Proteome Sci. 2013 Nov 7;11(Suppl 1):S21. doi: 10.1186/1477-5956-11-S1-S21.
Many computational approaches have been developed to detect protein complexes from protein-protein interaction (PPI) networks. However, these PPI networks are always built from high-throughput experiments. The presence of unreliable interactions in PPI network makes this task very challenging.
In this study, we proposed a Genetic-Algorithm Fuzzy Naïve Bayes (GAFNB) filter to classify the protein complexes from candidate subgraphs.
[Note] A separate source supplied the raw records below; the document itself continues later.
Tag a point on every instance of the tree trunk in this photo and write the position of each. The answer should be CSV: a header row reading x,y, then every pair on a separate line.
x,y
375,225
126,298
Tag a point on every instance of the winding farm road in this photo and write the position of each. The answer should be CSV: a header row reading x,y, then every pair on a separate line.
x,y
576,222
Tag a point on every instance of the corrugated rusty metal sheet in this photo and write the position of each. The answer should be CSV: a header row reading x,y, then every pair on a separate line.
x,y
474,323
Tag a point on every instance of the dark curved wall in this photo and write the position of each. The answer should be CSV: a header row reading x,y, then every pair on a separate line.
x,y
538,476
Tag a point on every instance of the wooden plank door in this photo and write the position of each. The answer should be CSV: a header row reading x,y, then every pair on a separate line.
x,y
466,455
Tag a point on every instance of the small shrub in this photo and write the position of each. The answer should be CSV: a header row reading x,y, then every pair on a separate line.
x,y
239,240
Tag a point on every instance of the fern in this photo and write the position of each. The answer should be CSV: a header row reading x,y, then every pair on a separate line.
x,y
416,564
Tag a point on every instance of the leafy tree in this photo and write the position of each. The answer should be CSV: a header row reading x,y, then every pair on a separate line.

It takes unreliability into consideration and tackles the presence of unreliable interactions in protein complex. We first got candidate protein complexes through existed popular methods. Each candidate protein complex is represented by 29 graph features and 266 biological property based features. GAFNB model is then applied to classify the candidate complexes into positive or negative.
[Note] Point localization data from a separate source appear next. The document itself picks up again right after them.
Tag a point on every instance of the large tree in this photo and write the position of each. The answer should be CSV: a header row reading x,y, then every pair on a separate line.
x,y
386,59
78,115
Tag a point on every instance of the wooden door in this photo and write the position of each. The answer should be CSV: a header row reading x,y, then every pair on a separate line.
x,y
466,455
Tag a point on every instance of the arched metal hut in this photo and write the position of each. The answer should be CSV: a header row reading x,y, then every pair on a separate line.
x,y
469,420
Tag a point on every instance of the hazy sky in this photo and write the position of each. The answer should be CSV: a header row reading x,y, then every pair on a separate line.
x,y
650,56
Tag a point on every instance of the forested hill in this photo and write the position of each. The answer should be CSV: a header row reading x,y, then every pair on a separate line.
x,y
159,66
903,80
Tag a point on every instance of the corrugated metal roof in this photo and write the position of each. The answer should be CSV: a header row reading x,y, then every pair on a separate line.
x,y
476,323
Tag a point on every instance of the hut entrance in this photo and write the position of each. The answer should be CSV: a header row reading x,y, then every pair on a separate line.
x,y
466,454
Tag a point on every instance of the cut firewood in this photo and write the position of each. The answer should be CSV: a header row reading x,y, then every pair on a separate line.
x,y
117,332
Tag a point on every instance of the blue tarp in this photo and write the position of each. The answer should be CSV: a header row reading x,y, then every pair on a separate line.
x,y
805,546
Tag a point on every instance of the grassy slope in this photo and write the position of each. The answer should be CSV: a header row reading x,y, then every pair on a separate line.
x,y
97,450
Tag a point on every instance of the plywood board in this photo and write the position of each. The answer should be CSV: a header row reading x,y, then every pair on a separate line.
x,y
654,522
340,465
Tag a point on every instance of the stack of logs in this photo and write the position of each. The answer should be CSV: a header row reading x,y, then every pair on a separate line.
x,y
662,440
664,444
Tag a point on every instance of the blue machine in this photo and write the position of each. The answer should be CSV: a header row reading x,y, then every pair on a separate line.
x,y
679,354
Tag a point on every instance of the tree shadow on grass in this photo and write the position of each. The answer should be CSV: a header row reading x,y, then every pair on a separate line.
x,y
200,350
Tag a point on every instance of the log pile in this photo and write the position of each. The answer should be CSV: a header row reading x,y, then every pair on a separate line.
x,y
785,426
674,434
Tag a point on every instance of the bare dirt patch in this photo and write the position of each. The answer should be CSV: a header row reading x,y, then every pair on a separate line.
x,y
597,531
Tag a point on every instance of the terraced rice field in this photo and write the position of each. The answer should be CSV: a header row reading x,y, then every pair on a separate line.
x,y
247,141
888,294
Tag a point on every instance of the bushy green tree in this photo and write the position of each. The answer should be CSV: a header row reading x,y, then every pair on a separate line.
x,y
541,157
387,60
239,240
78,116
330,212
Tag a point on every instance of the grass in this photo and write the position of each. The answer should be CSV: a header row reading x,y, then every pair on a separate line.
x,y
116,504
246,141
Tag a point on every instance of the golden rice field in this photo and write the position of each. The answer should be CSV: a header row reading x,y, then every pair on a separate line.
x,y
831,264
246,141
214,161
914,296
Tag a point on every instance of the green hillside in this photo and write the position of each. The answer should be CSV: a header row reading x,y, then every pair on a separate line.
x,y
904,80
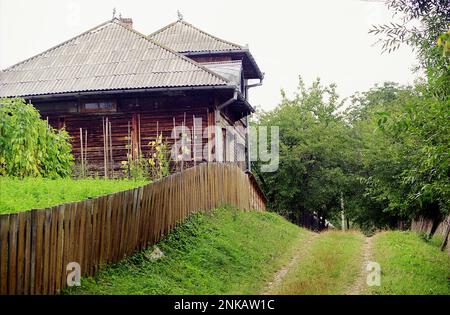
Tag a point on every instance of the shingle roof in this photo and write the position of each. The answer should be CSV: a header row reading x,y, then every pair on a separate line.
x,y
108,57
184,37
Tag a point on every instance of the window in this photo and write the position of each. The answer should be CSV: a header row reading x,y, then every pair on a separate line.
x,y
98,106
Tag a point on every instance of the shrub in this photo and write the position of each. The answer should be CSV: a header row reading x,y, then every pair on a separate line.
x,y
29,146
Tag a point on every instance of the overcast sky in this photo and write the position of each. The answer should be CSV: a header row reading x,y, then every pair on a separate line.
x,y
312,38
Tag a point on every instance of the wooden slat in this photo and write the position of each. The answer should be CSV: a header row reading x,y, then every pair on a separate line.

Our evaluation indicates that the protein complex identification algorithms using the GAFNB model filtering outperform original ones. For evaluation of GAFNB model, we also compared the performance of GAFNB with Naïve Bayes (NB). Results show that GAFNB performed better than NB. It indicates that a fuzzy model is more suitable when unreliability is present.
We conclude that filtering candidate protein complexes with GAFNB model can improve the effectiveness of protein complex identification. It is necessary to consider the unreliability in this task.
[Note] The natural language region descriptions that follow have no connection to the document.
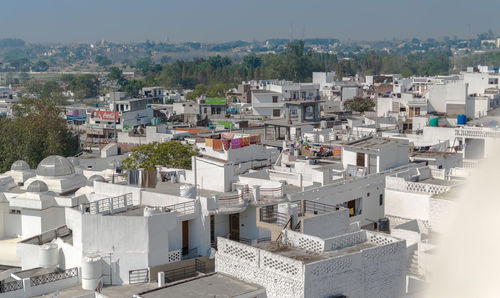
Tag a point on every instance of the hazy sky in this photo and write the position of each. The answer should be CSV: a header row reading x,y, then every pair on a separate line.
x,y
222,20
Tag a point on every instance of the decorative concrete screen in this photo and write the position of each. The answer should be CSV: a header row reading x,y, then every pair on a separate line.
x,y
309,243
345,240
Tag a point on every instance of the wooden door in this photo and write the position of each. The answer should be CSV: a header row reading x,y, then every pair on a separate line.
x,y
234,227
360,159
185,236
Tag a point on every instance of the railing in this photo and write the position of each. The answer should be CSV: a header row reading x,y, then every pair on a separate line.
x,y
270,214
185,272
477,132
52,277
470,163
189,253
272,192
230,201
48,236
138,276
182,208
11,286
306,206
111,205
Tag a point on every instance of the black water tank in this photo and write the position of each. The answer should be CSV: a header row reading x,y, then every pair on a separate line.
x,y
383,224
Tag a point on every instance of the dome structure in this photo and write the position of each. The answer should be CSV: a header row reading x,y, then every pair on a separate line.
x,y
37,186
20,165
55,166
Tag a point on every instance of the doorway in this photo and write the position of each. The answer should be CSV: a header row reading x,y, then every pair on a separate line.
x,y
234,227
185,237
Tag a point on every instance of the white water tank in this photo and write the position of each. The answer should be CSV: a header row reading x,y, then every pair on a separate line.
x,y
48,255
148,211
187,191
91,272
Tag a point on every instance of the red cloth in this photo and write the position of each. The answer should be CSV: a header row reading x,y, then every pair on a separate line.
x,y
217,144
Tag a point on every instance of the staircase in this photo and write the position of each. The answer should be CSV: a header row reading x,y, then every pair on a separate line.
x,y
413,263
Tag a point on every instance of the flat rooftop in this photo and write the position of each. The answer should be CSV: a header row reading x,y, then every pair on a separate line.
x,y
211,285
306,257
372,143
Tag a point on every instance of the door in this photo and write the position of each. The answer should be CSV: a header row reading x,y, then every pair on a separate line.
x,y
360,159
234,227
185,237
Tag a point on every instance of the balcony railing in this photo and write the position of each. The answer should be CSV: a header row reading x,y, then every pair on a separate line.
x,y
52,277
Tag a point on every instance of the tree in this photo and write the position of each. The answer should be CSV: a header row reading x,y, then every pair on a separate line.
x,y
359,104
41,66
172,154
103,61
36,131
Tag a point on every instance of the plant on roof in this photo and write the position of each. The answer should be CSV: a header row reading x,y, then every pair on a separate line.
x,y
172,154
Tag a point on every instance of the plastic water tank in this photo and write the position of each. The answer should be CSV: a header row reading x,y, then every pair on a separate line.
x,y
48,255
91,272
383,224
461,119
187,191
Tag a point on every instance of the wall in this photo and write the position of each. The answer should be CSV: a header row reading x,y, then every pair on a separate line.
x,y
407,204
327,225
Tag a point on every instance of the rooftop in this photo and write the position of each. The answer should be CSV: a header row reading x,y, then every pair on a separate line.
x,y
372,143
211,285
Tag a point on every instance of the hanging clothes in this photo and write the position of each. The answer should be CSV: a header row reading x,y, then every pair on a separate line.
x,y
245,141
133,177
217,145
236,143
149,178
226,144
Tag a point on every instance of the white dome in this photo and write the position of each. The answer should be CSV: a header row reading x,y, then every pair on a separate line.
x,y
54,166
37,186
20,165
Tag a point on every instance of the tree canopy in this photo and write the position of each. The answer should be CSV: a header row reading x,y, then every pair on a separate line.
x,y
172,154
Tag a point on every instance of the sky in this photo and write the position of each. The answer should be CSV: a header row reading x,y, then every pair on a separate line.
x,y
226,20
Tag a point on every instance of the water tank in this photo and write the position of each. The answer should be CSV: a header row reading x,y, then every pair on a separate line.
x,y
434,121
148,211
187,191
461,119
48,255
91,272
383,224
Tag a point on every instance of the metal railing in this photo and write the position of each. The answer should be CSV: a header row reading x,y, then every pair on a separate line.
x,y
49,236
272,192
185,272
11,286
138,276
230,201
111,205
270,214
52,277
已经开发出许多计算方法来从蛋白质-蛋白质相互作用(PPI)网络中检测蛋白质复合物。然而,这些 PPI 网络通常是从高通量实验中构建的。PPI 网络中存在不可靠的相互作用使得这项任务极具挑战性。
在本研究中,我们提出了一种遗传算法模糊朴素贝叶斯(GAFNB)过滤器,用于从候选子图中分类蛋白质复合物。它考虑了不可靠性,并解决了蛋白质复合物中存在不可靠相互作用的问题。我们首先通过现有的流行方法获得候选蛋白质复合物。每个候选蛋白质复合物由 29 个图特征和 266 个基于生物学特性的特征表示。然后,将 GAFNB 模型应用于分类候选复合物为阳性或阴性。
我们的评估表明,使用 GAFNB 模型过滤候选蛋白质复合物的蛋白质复合物识别算法优于原始算法。为了评估 GAFNB 模型,我们还比较了 GAFNB 与朴素贝叶斯(NB)的性能。结果表明,GAFNB 的性能优于 NB。这表明在存在不可靠性时,模糊模型更适用。
我们得出结论,使用 GAFNB 模型过滤候选蛋白质复合物可以提高蛋白质复合物识别的有效性。在这项任务中,考虑不可靠性是必要的。